The OLS estimate is still unbiased, but has a much higher variance!

Choosing \(V\)

For serially correlated data, \(V_{ii} = 1\) and \(V_{ij} = \rho^{|i-j|}\)
- This is choosing \(V\) based on model assumptions!
- \(\rho\) must be estimated ahead of time.
If we have repeteated \(x\)-values, we can use the estimated variance from there.
- Choosing \(V\) based on the data
In a controlled experiment, where we have known weights for different \(x\)-values
- E.g., more skilled surgeons, machine age.

10.4 Exercises

Repeat (and verify)the “un-standardizing” process for multiple linear regression.

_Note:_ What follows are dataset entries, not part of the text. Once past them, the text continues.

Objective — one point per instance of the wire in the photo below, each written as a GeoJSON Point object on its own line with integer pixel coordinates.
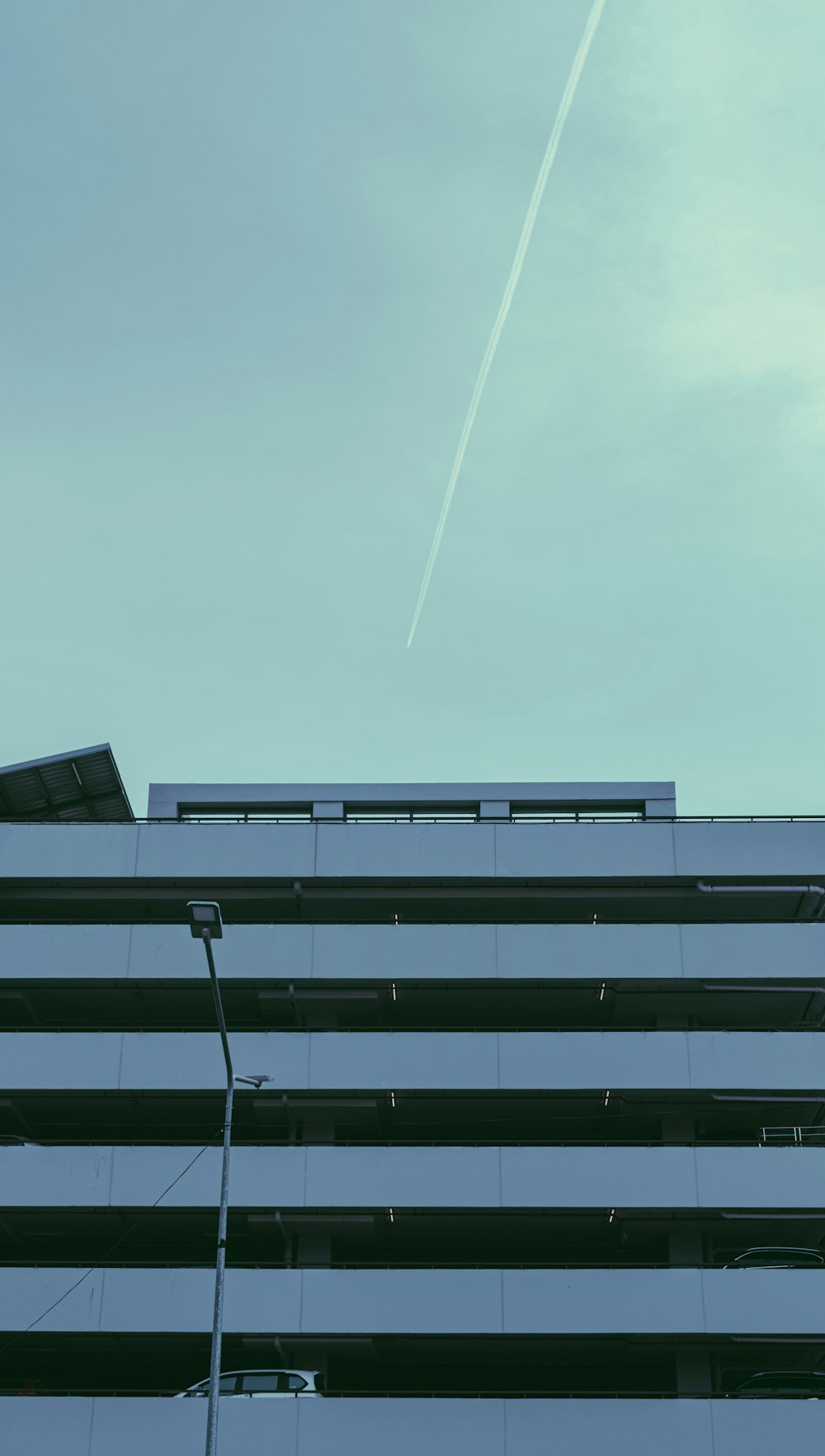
{"type": "Point", "coordinates": [116, 1246]}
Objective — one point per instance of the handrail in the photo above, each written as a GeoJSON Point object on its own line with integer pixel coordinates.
{"type": "Point", "coordinates": [415, 819]}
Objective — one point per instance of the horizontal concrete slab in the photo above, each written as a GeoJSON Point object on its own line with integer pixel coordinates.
{"type": "Point", "coordinates": [418, 1177]}
{"type": "Point", "coordinates": [408, 1427]}
{"type": "Point", "coordinates": [226, 851]}
{"type": "Point", "coordinates": [419, 951]}
{"type": "Point", "coordinates": [751, 849]}
{"type": "Point", "coordinates": [436, 1061]}
{"type": "Point", "coordinates": [584, 851]}
{"type": "Point", "coordinates": [565, 851]}
{"type": "Point", "coordinates": [406, 1302]}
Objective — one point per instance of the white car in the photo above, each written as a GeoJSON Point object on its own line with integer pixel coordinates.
{"type": "Point", "coordinates": [270, 1383]}
{"type": "Point", "coordinates": [770, 1385]}
{"type": "Point", "coordinates": [777, 1257]}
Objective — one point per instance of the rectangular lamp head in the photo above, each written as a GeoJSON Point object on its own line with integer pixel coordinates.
{"type": "Point", "coordinates": [205, 915]}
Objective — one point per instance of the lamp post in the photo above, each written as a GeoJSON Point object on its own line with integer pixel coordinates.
{"type": "Point", "coordinates": [205, 925]}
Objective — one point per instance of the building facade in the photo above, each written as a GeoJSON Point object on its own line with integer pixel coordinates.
{"type": "Point", "coordinates": [546, 1075]}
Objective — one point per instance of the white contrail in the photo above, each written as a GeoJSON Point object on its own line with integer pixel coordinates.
{"type": "Point", "coordinates": [511, 284]}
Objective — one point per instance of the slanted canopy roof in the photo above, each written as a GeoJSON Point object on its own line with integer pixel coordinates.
{"type": "Point", "coordinates": [82, 785]}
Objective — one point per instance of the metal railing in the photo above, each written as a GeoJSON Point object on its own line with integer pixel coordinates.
{"type": "Point", "coordinates": [419, 817]}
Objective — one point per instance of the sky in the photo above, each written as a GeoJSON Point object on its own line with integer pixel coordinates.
{"type": "Point", "coordinates": [249, 262]}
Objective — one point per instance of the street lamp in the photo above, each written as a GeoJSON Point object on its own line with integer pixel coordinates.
{"type": "Point", "coordinates": [205, 925]}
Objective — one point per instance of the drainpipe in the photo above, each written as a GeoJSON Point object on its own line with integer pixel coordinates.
{"type": "Point", "coordinates": [817, 909]}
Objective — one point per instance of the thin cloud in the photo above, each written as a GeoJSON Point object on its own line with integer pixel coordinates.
{"type": "Point", "coordinates": [508, 295]}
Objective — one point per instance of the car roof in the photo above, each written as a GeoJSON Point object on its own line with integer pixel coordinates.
{"type": "Point", "coordinates": [780, 1248]}
{"type": "Point", "coordinates": [817, 1375]}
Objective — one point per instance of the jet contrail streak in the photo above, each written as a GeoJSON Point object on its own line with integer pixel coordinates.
{"type": "Point", "coordinates": [511, 284]}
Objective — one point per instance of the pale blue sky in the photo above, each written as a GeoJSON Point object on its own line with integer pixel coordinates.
{"type": "Point", "coordinates": [251, 258]}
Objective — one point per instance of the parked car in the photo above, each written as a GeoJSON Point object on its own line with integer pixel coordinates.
{"type": "Point", "coordinates": [776, 1385]}
{"type": "Point", "coordinates": [776, 1257]}
{"type": "Point", "coordinates": [261, 1383]}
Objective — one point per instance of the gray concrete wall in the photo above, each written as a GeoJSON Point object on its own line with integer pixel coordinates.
{"type": "Point", "coordinates": [419, 1177]}
{"type": "Point", "coordinates": [388, 951]}
{"type": "Point", "coordinates": [417, 1302]}
{"type": "Point", "coordinates": [413, 851]}
{"type": "Point", "coordinates": [441, 1427]}
{"type": "Point", "coordinates": [399, 1059]}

Use the regression formula mpg ~ disp + wt + qsec compared to the centered version to verify.
- Use this to explain why the slopes are still correlated after standardizing.
- Verify that the predictions from a standardized linear model are the same as those for an unstandardized linear model.
Explain in your own words why the correlation between the intercept and the slope disappears when mean centering.
In general, show that a linear transformation of \(x\), i.e. \(x' \leftarrow a + bx\), results in a transformation of \(\beta_1\) as well as \(\beta_0\).